Masalahnya, manusia sering lebih mudah menerima pergantian hari daripada pergantian dirinya.
Terutama ketika dahulu ia pernah menjadi seseorang yang dianggap penting.
“Dulu Zaman Saya...”
Ada satu kalimat yang semakin akrab ketika usia dan pengalaman bertambah:
“Dulu zaman saya...”
Biasanya setelah itu ceritanya menjadi panjang.
Dulu begini. Dulu tidak seperti sekarang. Dulu orang-orang masih begini. Dulu kalau ada persoalan, saya yang dicari.
Orang Jawa bahkan akrab dengan jargon nostalgia yang dilekatkan pada era Presiden Soeharto:
“Piye, isih penak zamanku, toh?”
Tulisan ini tentu bukan hendak memperdebatkan apakah zaman dahulu memang lebih enak.
Yang menarik justru tabiat manusia di balik nostalgia itu.
Kadang yang sebenarnya kita rindukan bukan zamannya.

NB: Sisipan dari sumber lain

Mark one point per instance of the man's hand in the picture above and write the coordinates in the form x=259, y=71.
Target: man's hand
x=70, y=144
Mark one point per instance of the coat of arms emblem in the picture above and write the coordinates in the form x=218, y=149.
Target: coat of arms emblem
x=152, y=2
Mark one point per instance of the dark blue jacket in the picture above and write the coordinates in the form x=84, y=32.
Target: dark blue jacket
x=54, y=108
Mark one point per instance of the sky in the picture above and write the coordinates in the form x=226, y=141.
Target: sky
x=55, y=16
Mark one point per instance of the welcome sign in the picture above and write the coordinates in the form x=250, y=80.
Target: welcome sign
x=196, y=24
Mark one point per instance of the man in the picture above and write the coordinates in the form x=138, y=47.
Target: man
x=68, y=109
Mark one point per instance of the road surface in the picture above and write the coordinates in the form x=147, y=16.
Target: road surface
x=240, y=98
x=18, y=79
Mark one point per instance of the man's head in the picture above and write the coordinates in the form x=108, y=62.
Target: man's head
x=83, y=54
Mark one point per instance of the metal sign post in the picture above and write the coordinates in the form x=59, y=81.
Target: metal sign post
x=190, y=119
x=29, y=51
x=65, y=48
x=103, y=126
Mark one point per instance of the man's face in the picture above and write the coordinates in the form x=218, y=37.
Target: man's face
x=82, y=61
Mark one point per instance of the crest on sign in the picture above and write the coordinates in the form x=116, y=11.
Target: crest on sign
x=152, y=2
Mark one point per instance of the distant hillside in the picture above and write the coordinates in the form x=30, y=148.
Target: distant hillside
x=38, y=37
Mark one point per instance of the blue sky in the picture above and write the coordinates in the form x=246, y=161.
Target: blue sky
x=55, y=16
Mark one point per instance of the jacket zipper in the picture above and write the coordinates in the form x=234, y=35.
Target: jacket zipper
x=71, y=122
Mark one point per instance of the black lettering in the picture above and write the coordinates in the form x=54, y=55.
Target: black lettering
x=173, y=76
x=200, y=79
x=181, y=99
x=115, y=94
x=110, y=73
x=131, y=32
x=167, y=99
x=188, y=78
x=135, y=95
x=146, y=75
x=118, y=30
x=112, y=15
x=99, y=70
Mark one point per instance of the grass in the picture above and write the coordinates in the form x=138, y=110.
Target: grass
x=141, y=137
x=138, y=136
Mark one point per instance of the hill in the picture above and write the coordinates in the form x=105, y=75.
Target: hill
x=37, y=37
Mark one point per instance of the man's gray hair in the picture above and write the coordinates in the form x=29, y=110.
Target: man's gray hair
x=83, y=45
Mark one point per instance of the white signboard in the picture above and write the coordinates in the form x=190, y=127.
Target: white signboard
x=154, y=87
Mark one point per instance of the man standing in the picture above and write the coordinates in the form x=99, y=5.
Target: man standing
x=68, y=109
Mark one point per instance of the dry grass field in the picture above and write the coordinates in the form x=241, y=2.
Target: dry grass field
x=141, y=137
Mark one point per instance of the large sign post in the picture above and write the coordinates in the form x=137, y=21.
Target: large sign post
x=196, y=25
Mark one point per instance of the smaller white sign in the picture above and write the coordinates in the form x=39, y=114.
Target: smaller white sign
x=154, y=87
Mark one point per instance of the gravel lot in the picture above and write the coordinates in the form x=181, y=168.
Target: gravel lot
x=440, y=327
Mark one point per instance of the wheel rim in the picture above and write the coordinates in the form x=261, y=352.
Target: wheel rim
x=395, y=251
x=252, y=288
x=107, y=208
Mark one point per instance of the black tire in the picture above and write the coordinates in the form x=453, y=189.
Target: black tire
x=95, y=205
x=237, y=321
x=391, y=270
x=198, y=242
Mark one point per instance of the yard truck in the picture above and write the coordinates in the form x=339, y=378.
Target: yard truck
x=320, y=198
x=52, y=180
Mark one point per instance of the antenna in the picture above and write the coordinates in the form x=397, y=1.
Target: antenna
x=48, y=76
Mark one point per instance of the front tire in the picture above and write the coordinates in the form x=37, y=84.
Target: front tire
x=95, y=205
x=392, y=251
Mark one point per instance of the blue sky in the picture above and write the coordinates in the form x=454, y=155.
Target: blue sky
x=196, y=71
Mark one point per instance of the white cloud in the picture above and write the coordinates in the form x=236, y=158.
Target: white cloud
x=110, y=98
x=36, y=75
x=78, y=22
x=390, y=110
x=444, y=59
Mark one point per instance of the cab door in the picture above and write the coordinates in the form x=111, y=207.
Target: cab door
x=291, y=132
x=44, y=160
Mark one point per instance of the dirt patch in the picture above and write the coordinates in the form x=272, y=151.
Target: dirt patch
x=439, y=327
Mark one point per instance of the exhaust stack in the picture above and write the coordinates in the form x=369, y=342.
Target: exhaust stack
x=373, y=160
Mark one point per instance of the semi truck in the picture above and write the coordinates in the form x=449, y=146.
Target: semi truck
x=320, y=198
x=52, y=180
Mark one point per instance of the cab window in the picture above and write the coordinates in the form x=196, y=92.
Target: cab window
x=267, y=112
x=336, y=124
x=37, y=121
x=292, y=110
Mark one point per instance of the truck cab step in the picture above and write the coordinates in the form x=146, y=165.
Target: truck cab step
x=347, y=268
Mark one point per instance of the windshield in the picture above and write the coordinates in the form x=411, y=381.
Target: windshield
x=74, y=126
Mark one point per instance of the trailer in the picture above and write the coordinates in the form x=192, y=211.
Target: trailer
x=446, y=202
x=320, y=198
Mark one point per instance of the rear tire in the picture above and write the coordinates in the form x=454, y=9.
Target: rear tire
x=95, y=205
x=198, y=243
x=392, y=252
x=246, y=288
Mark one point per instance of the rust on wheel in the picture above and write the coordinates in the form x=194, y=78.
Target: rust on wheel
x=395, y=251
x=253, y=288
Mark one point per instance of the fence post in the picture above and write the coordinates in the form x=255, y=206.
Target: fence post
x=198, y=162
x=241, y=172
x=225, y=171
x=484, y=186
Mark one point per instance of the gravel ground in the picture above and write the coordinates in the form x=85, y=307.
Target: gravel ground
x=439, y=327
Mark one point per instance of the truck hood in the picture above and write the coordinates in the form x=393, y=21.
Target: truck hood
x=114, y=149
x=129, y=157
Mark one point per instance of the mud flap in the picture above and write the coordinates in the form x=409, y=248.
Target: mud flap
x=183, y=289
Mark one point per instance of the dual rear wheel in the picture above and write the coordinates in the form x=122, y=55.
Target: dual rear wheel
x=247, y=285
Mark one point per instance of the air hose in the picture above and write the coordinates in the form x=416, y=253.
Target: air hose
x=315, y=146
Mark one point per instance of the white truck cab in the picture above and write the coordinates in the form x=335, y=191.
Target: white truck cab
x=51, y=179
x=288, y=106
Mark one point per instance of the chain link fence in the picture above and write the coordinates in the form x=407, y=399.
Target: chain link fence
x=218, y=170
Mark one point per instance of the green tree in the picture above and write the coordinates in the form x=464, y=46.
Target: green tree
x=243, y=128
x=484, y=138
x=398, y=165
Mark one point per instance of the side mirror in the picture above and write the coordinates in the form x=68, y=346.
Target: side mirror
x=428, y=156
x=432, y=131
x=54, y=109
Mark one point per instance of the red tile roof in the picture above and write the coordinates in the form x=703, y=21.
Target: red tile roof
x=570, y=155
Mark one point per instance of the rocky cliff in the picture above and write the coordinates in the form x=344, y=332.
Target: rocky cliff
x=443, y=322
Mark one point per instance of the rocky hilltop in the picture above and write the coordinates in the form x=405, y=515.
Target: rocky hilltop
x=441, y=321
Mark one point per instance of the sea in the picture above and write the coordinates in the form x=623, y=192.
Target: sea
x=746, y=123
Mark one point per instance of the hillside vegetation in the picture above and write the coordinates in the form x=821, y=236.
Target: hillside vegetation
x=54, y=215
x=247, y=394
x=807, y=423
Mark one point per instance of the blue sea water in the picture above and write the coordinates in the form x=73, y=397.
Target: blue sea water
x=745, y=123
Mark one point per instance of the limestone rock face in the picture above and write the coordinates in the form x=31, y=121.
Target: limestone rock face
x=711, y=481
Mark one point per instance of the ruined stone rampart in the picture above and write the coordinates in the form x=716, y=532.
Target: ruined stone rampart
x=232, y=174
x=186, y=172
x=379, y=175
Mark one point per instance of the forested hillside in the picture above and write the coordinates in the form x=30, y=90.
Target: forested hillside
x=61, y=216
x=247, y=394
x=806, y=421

Kita merindukan diri kita yang dahulu dianggap penting di zaman itu.
Dahulu telepon sering berdering. Ada yang meminta pendapat. Ada rapat yang terasa kurang lengkap sebelum kita datang. Ada persoalan yang menunggu keputusan. Ada orang yang meminta arahan.
Lalu waktu berjalan.
Orang-orang baru muncul. Anak-anak tumbuh. Murid menjadi matang. Kepengurusan berganti. Lingkungan berubah. Orang yang lebih muda mulai memikul tanggung jawab.
Rapat tetap berjalan meskipun kita tidak datang.
Masalah ternyata bisa diselesaikan tanpa pendapat kita.
Dan sesuatu yang dahulu mungkin sulit dibayangkan akhirnya benar-benar terjadi:
mereka bisa berjalan tanpa kita.
Kursi yang Tidak Pernah Menjadi Milik Kita
Seorang kepala sekolah yang puluhan tahun mengabdi akhirnya menjadi purnatugas.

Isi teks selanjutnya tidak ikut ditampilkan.